全く正反対の金融資産だからこそ、期待収益率に合わせては配分比率を決めることが重要です。
「投資信託」と「債券」は相性が最悪
債券の最大のメリットは満期になれが投資した資金が全額戻ってくるうえ、その間定期的に利子を受け取れる点です。
ここで気を付けたいのが投資信託で債券ファンドを選ぶ場合です。投資信託は初心者でも専門家に運用を丸投げできるので初心者でも安心ですが、債券の最大の魅力が投信になった途端になくなってしまうという事を知っておかなくてはいけません。
投資信託では満期はなく、ある場合でも満期時での元本保証は当然ありません。しかし、債券で購入することで得られる安心材料が、投信で購入することでなくなってしまうわけです。個人でも日本国債は購入できますので、わざわざ投信の形で債券を買う必要があるか?というとかなり疑問なはずです。
日本国債の場合には半年の1回の利払いですので、毎月現金が欲しいという人は毎月分配型投信やETFの形で購入する意味はありますが、それでは債券のこだわる必要もないでしょう。
普通の債券に比べれば投信は簡単には途中売却できるので、短期投資では有効な投資手段かもしれませんが、複数銘柄への分散投資や長期保有の場合には投信やETFへ投資することでメリットがなくなってしまうので注意しましょう。

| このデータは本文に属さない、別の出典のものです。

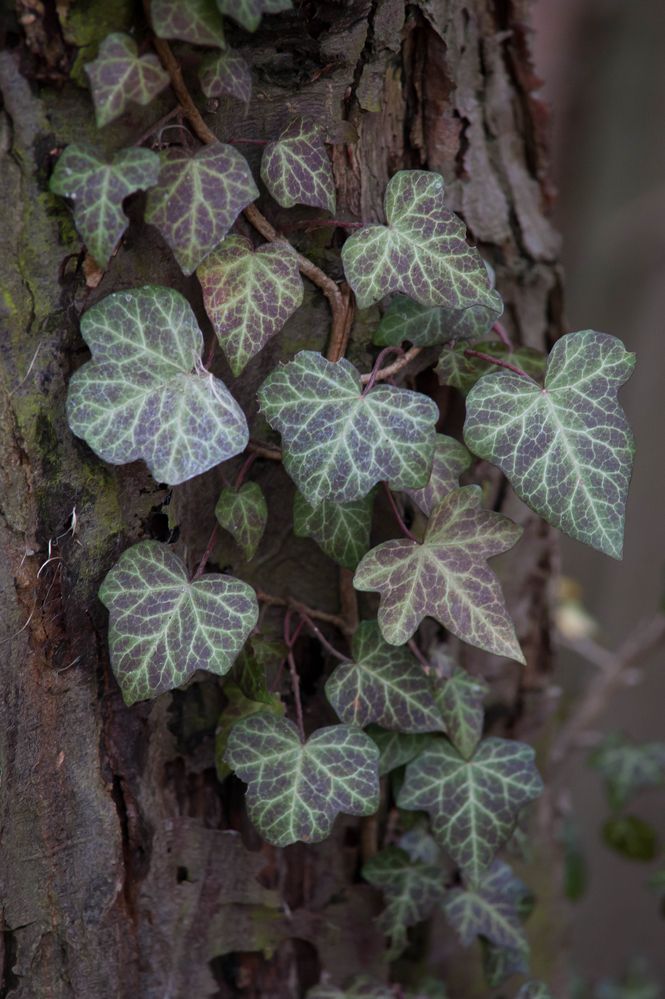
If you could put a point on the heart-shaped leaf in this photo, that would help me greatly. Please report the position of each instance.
(98, 189)
(198, 198)
(473, 804)
(163, 627)
(383, 684)
(567, 449)
(295, 789)
(144, 394)
(338, 443)
(243, 513)
(446, 576)
(411, 891)
(249, 294)
(422, 252)
(340, 529)
(296, 168)
(119, 77)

「債券の最大の魅力を放棄してまで投信やETFに投資してしまっていた」なんて後から気づくことがないように事前に理解しておくようにしてください。
まとめ
株と債券の違いや関係性についてお伝えしましたが、この2つの価格は複雑な要素が絡み合って変動しています。ただ、金利や景気によって大きく変動するからこそ、不透明であり片方だけに投資するのはリスクが高くなる場合があります。
そのため、株へ投資を考えている人は債券も含めて分散投資でリスクを抑えられるようにしましょう。

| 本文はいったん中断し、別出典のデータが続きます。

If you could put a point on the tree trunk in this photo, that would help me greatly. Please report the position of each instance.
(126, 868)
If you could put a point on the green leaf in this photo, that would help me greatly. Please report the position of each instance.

債券では満期まで利子が貰えますが、1年や3年とそれなりに長い期間投資しておかなくては債券価格によっては損をする可能性もあり、満期まで保有していれば元本保証というメリットがなくなってしまいます。
銀行よりも利息が高いといっても大きく変わることはないので、もう少し利益を期待できる運用も交えたい場合には株式投資も交えて資金配合を考えるのが大切です。
基本的には反比例する値動きがするからこそ、利益と損失のバランスを考えて運用できるようにしていきましょう。